Bolivia y su proceso de salida de la hiperinflación

Bolivia y su proceso de salida de la hiperinflación. Un hombre calificado para aconsejar cómo una economía colapsada se puede poner en el buen camino con algunas decisiones es el economista estadounidense Jeffrey Sachs. Su historia se cuenta en el libro “The Commanding Heights” de Daniel Yergin y Joseph Stanislaw. Bolivia atraviesa esta historia.

Bolivia hiperinflación

A los 29 años Sachs se convirtió en una de las personas más jóvenes en convertirse en profesor titular en la Universidad de Harvard. A principios de la década de 1980 se especializó en estudiar un fenómeno económico que asolaba varios países en ese momento: la hiperinflación.

En 1985, Bolivia tenía una tasa de inflación anual del 24.000 por ciento. El cálculo era que por hora existía un aumento del 2.7 por ciento sobre la economía.

El fácil acceso al dinero de prestamistas en el extranjero significó que Bolivia pidió prestado grandes sumas. Esto generó una enorme deuda y finalmente tuvo que incumplir su pago. Para evitar la ruina económica, había que hacer algo rápido.

El Banco Mundial y el Fondo Monetario Internacional abandonaron Bolivia y vieron el país como un caso candente. Llamaron a Sachs y le dijeron que preparara un plan lo antes posible.

Advirtió al gobierno boliviano que la solución era difícil y que el tiempo debía hacer lo suyo. Los economistas ahora lo llaman Shock Therapy. El gasto gubernamental y los controles de precios se redujeron, los aranceles de importación se redujeron y los presupuestos de Bolivia se equilibraron.

El lema era: “si no tenemos el dinero, no lo gastamos”. Inicialmente, los precios de los alimentos y el combustible aumentaron, pero el consejo de Sach se implementó fielmente y funcionó. Hoy Bolivia tiene una tasa de inflación anual del 3 por ciento.

Hiperinflación en Polonia

En 1989, Sachs recibió una llamada de un gobierno polaco desesperado, a punto de liberarse de los grilletes del comunismo. Sachs describe lo desgarrador que fue ver a una mujer hambrienta, de pie, en la acera, sollozando.

La leche, por ejemplo, era casi inalcanzable en Varsovia, los estantes de los supermercados estaban vacíos. El nuevo gobierno polaco se dio cuenta que tenía una sola oportunidad para revitalizar la economía. A Sachs le dieron 12 horas para producir un plan.

Al igual que Bolivia, los políticos sabían que había una pequeña oportunidad para evitar que la economía polaca cayera al precipicio. Las reformas sugeridas fueron severas: era eso o la hambruna. Las medidas de shock fueron introducidas y en pocas semanas los agricultores vendían productos en los mercados de Varsovia. Los precios cayeron y Polonia comenzó su camino hacia la recuperación.

Venezuela debería ser uno de los países más ricos del mundo, pero es víctima de una gestión económica desastrosa. Venezuela tiene el 20 por ciento de las reservas mundiales de petróleo, la más grande del mundo, y sin embargo, económicamente está en un estado terrible que sufre escasez de todo, incluida la comida. ¿Qué ha ido mal?

En 1999, el presidente Hugo Chávez inició una política de reducción de la pobreza e igualdad.
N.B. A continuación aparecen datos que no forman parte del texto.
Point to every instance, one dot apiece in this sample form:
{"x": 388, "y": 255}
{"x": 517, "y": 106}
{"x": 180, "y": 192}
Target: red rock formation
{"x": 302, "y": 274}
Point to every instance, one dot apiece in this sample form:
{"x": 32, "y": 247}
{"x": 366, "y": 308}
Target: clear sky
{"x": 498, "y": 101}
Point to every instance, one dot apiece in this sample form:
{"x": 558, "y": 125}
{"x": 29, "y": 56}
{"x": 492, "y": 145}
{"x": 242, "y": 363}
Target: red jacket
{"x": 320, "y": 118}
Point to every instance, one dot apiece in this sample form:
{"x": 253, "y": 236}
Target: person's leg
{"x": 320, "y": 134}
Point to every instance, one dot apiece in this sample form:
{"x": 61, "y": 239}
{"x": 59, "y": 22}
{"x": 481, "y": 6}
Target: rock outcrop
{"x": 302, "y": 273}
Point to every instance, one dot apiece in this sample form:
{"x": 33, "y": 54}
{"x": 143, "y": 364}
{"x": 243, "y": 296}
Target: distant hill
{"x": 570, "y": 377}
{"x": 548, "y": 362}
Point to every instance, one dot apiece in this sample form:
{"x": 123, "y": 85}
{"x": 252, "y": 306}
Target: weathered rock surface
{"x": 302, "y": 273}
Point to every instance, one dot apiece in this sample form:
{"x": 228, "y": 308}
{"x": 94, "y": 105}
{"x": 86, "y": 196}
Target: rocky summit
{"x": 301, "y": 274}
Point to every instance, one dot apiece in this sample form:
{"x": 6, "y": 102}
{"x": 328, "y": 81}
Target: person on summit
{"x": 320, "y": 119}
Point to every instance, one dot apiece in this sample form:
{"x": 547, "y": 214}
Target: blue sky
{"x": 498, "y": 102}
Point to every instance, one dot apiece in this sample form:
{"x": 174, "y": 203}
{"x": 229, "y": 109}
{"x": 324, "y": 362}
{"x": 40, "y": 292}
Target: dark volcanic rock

Usó fondos estatales e ingresos petroleros para pagar grandes programas sociales, triplicando el gasto público. Además, nacionalizó las empresas y las obligó a emplear más personal. La petrolera estatal PDVSA duplicó su fuerza de trabajo. Esto aumentó sustancialmente el costo de producir un barril de petróleo venezolano.

Toda la economía venezolana se volvió dependiente de un solo producto: petróleo. Chávez murió en 2013 y su sucesor, Nicolás Maduro, continuó con entusiasmo las políticas de Chávez, agregando algunas propias. Incluyendo un régimen de precios que ignora el valor real del mercado de los bienes.

El resultado es un estudio de caso sobre cómo conducir rápidamente a una nación a la pobreza. La tasa de inflación anual actual es del 14.000 por ciento. Pero se estima que se acerca al 30.000 por ciento.

Increíblemente, una inversión inadecuada en la refinería de petróleo de PDVSA significa que Venezuela tiene que importar petróleo. Si alguien necesita a Sachs, es Nicolás Maduro. Sin embargo, con la postura implacable antiestadounidense de Venezuela, no habrá invitación.

Venezuela es otro ejemplo del poder de la economía. Algunas decisiones de política económica pueden ser bien intencionadas pero equivocadas. Y han tenido consecuencias catastróficas.